Roy compara la situación que se vivió durante la epidemia con el estallido del coronavirus en 2020. “Qué diferente la comprensión de quien se ha contagiado cuando la pandemia le tocaba a gente que parecía que se lo merecía por puta, yonki o maricón”, describe recordando cómo la puerta de la habitación de hospital de su madre estaba marcada con un punto rojo por fuera para advertir de que era portadora.
Romper el silencio
Las experiencias de quienes tuvieron progenitores que fallecieron por este motivo están marcadas también por la complejidad del duelo tras perderles. En muchos casos, además, se quedaron en un margen estrecho de tiempo sin padre y también sin madre o sin sus dos padres y madres. “Es como si no tuvieras derecho al duelo, que es ya un tabú al que se le añade otro. Perder a alguien es complicadísimo, pero si se le suma el hecho de que socialmente se piensa que quien se ha ido tiene responsabilidad, parece que no tienes derecho a la queja”, resume Roy, que hace referencia a los llamados “duelos desautorizados”, aquellos en los que no se reconoce plenamente la legitimidad para el dolor.
El cómo impactó lo sucedido en las familias es variable, pero no es poco común que el silencio sea la tónica dominante y en algunos casos incluso el rechazo de los hijos e hijas. N.R.S. menciona que hubo miembros de su familia que no llegaron a saber por qué había fallecido su madre. “La tía abuela, por ejemplo, sabía que estaba enferma, pero no sabía de qué. En cuanto dije la palabra sida puso una cara de la que aún me acuerdo”. Roy y su hermana se quedaron tras la muerte de su progenitora con su otra madre, Rosa, a la que Sol había conocido solo un año antes de que los médicos encontraran el virus en su cuerpo. “Y aún así Rosa se quedó y nos cuidó siempre”, agradece su hijo.
Montse, Alba (izq) y Cora (dcha), en una foto familiar.
Alba y Cora tuvieron que ver cómo las hermanas de su madre, la poca familia de sangre que tenían, “no se hicieron cargo de nosotras”. Eran las mismas que, cuando su madre fue diagnosticada, “nos obligaron a hacerme un análisis de sangre para comprobar que no estábamos contagiadas”. “Había mucho estigma dentro de la familia. Mis primas pequeñas no nos querían dar besos y abrazos porque decían que teníamos bichos”. Las conversaciones “a escondidas”, el secreto y el bochorno fueron la manera familiar de vivirlo. “Nosotras hemos sido las primeras en hablar de cómo murieron y a no vivirlo así”, esgrime Alba, que a los 18 años sintió “una liberación” por empezar a contarlo.

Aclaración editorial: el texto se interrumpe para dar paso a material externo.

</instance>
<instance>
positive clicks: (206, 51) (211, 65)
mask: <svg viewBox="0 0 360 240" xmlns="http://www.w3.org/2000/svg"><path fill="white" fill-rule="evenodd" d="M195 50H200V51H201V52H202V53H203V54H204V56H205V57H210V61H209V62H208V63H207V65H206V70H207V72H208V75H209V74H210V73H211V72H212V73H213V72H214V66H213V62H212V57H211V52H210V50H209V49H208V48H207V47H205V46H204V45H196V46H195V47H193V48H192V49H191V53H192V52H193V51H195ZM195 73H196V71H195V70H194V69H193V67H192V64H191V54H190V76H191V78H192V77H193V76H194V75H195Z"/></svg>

Porque hablar y romper el silencio es una forma de devolverles a sus padres lo que la sociedad les intentó quitar y es despojarles, un poco al menos, de la vergüenza que nunca debieron sentir. “Es cambiarla por orgullo, el orgullo que tiene que ver con que les tocó vivir una situación para la que el mundo no estaba preparada. Tenemos una deuda pendiente con ellos”, cree Roy. Y es también nombrar y valorar el legado que dejaron. “Mi madre nos cuidó y nos quiso mucho. Nos dio mucho amor y eso es lo más importante. Nos preparó para ser fuertes, como ella decía”, se emociona Alba. Roy cree que si hoy es escritor, es gracias a la suya. “Mi forma de ver el mundo se construyó por ella, por cuándo murió y de qué. El arte es una forma de diálogo con nuestros muertos. Imagino que escribo, como todas, en contra de desaparecer, que es lo que hizo mi madre. Para mí, escribir es quedarse”.